Forgive us . . . as we forgive.

Last week's prayer for forgiveness is not a stand alone prayer. It comes as a duet. We pray for forgiveness and are forgiven as we forgive others.

Here is where we get off the train at our own undoing. It’s easy to feel that lots of people owe us the gift of asking for our forgiveness. We want them to own the hurt or wrong they committed. When it doesn’t happen, we nurse that hurt. Some of them run so deep they damage our hearts and close them.

It’s true that when someone asks for our forgiveness, it brings healing. However, the more serious the wound; the more unlikely you will never hear those words from the one you keep wanting them from. But that doesn’t mean there is no resolution. Perhaps the most costly forgiveness we ever give is when we have to initiate it.

Forgive us as we forgive.

Don’t get the order wrong here. First we ask forgiveness for our part in the disconnect even when it is nothing more than withholding our forgiveness until someone asks for it. We need the healing and empowering forgiveness of God first or we have nothing to give to another person. My husband says it this way, “God always gives us enough forgiveness to give away.”
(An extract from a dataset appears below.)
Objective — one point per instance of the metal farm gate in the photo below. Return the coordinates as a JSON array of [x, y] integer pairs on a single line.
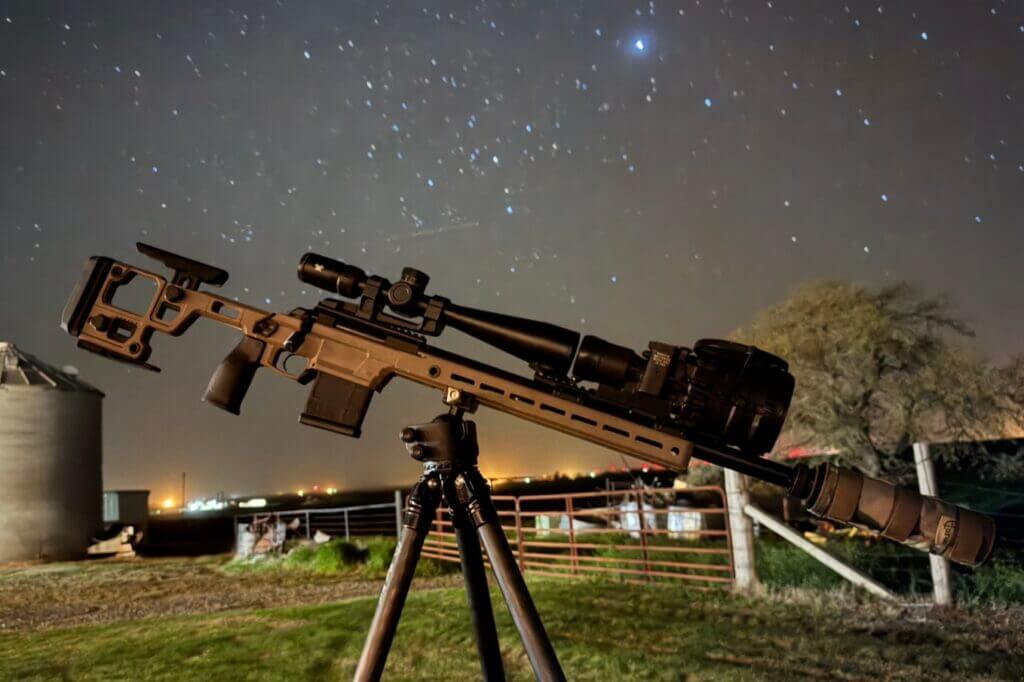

Forgiving someone for something they should be asking forgiveness for feels unfair, unreasonable, and just backwards. But it is the only model Jesus showed us. He went to the cross forgiving his accusers, his tormentors, his executors. He took no grudges and wanted no revenge. Jesus shared this message in so many ways. He reminded us that if there is something between us and another, we must reconcile before offering our gift or prayer, even if the only place the reconciliation can happen is in our heart.
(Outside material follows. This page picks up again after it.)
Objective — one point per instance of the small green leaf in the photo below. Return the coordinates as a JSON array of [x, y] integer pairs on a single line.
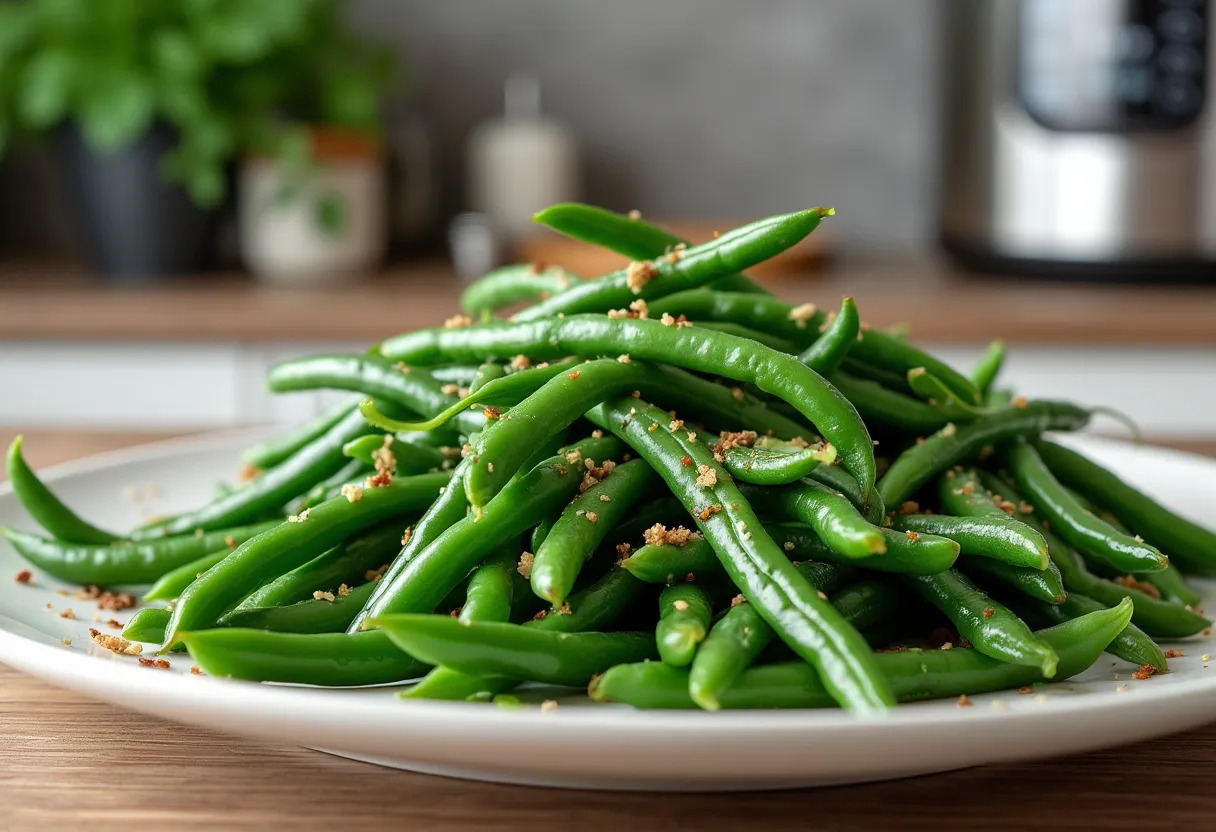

I can’t count how many times I’ve had to do this. For me the prayer has to be a bit more tangible. I have written down hurts my heart carried. Then one by one carried those offences to God and asked Him to forgive my hoarding them, forgive what I didn’t understand about another, forgive how I valued holding onto my hurt more than receiving His forgiveness. Then, I burn the list or shred it or bury it or crumple it for trash. Because that’s what it becomes to me when God clears my heart with his forgiveness.

An amazing thing happens when the work of this prayer is accomplished. God replaces the memory of the hurt with the memory of His freeing grace. That doesn’t mean I don’t remember it at all or redefine it as something good. It simply means His forgiveness frees me from carrying the weight of the pain. It means that where I nursed hurt, He bathed me with His love. And I understand in a new way how he shoulders my griefs and carries my sorrows so I can live free.

Don’t miss the peace and healing of this tandem prayer. Make this week your week to let God clear your heart. Allow Him to help you understand in a new way how forgiveness is always undeserved grace, whether it is for you or your offenders.